Le président ne peut refuser cette validation, comme en Angleterre, et elle est nécessaire pour parachever la nomination du Premier ministre. Cette disposition va conférer un pouvoir de surveillance au Chef de l’Etat sur le Premier ministre, mais n’entachera aucunément la grande liberté de gestion que celui-ci peut avoir, du fait de sa désignation par les représentants du peuple, c’est-à-dire les parlementaires. Dans le schéma proposé nous cherchons un équilibre, qui va octroyer des libertés à l’endroit des organes de gestion de la nation. Mais, des libertés qui seront en même temps surveillées par d’autres organes. Ne dit-on pas d’ailleurs qu’une liberté s’arrête là où commence une autre ? Alors nous devons créer un cercle d’équilibre entre les organes institutionnels. Comme dans un jeu ou chacun tient chacun, et le tout tient parce que nous nous tenons.

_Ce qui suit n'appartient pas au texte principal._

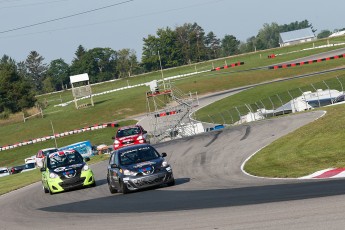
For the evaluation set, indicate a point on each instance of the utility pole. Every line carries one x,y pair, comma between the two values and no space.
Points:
160,63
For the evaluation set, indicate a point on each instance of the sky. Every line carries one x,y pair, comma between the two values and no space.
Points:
55,28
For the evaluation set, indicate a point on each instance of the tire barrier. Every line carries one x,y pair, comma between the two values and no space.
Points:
163,114
58,135
228,66
306,62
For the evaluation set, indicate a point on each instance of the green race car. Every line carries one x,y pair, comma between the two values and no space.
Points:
65,170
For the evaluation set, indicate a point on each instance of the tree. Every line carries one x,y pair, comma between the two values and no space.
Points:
126,62
230,45
15,92
99,63
324,34
58,73
212,44
150,58
80,52
36,70
191,40
268,37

Dans le régime semi présidentiel, c’est l’Assemblée qui détermine l’aspect politique. C’est présidentiel, si le président est fort à l’hémicycle. Et si c’est l’opposition qui y est forte, elle crée une cohabitation. Ce qui fait que le semi-présidentiel est aussi semi-parlementaire. Mais, dans notre cas, nous avons choisi le parlementaire tout en donnant un pouvoir de veille sur la citadelle au président de la République. Toutefois, cette force permise au chef de l’Etat sera contrôlée, limitée par des mécanismes spéciaux efficaces. Des limites qui peuvent aller jusqu’à sa destitution populaire, à travers un referendum, qui va être aussi soumise à une procédure bien rigoureuse. La cohabitation devient le système, elle cesse d’être une option.

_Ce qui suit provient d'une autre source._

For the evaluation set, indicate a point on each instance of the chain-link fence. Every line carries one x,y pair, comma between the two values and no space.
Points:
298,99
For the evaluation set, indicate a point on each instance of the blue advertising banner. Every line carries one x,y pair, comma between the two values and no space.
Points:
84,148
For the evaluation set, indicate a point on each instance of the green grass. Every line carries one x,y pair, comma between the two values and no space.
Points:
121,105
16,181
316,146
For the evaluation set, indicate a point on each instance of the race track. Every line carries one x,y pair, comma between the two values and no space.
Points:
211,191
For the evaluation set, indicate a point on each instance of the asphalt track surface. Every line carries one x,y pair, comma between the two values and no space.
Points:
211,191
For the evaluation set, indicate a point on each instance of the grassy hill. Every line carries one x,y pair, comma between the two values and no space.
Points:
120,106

Il faut noter que le président de la République, aussi bien dans le régime présidentiel que dans le système semi-présidentiel, peut avoir la possibilité de nommer des ministres d’Etat sans que ces derniers ne soient juridiquement plus forts que le Premier ministre. C’est donc ce mécanisme que nous allons utiliser dans le cas proposé. Ce qui nous amènera à juste institutionnaliser cette possibilité déjà ouverte.
Le concept proposé va permettre d’éviter que le président de la République soit un Dieu sur terre. Surtout que nous savons qu’au Mali le chef, de façon culturelle, peut tout influencer. Alors dans cette proposition nous allons juste demander au président de ne se concentrer que sur trois choses, la défense nationale, la diplomatie du pays et la surveillance sous condition d’un Premier ministre qui sera choisi par les parlementaires.
Un Premier ministre libre, mais bien encadré
Dans le système proposé, le Premier ministre aura beaucoup de liberté de gestion grâce à son mode de désignation. Mais, il va gouverner en faisant énormément attention, à cause d’une épée de Damoclès qui sera suspendue sur sa tête et qui sera matérialisée à travers les prérogatives du président de la République. En effet il formera son gouvernement en toute autonomie tout en inculquant l’idée que le président de la République aura le devoir de l’apprécier après deux ans et demi de gouvernance et que, à sa suite, le Haut conseil national (qui va être une évolution du haut conseil des collectivités) va aussi veiller sur sa gestion et que, enfin, le peuple aura à son tour un droit de contrôle sur lui (Motion de censure) à travers ses députés.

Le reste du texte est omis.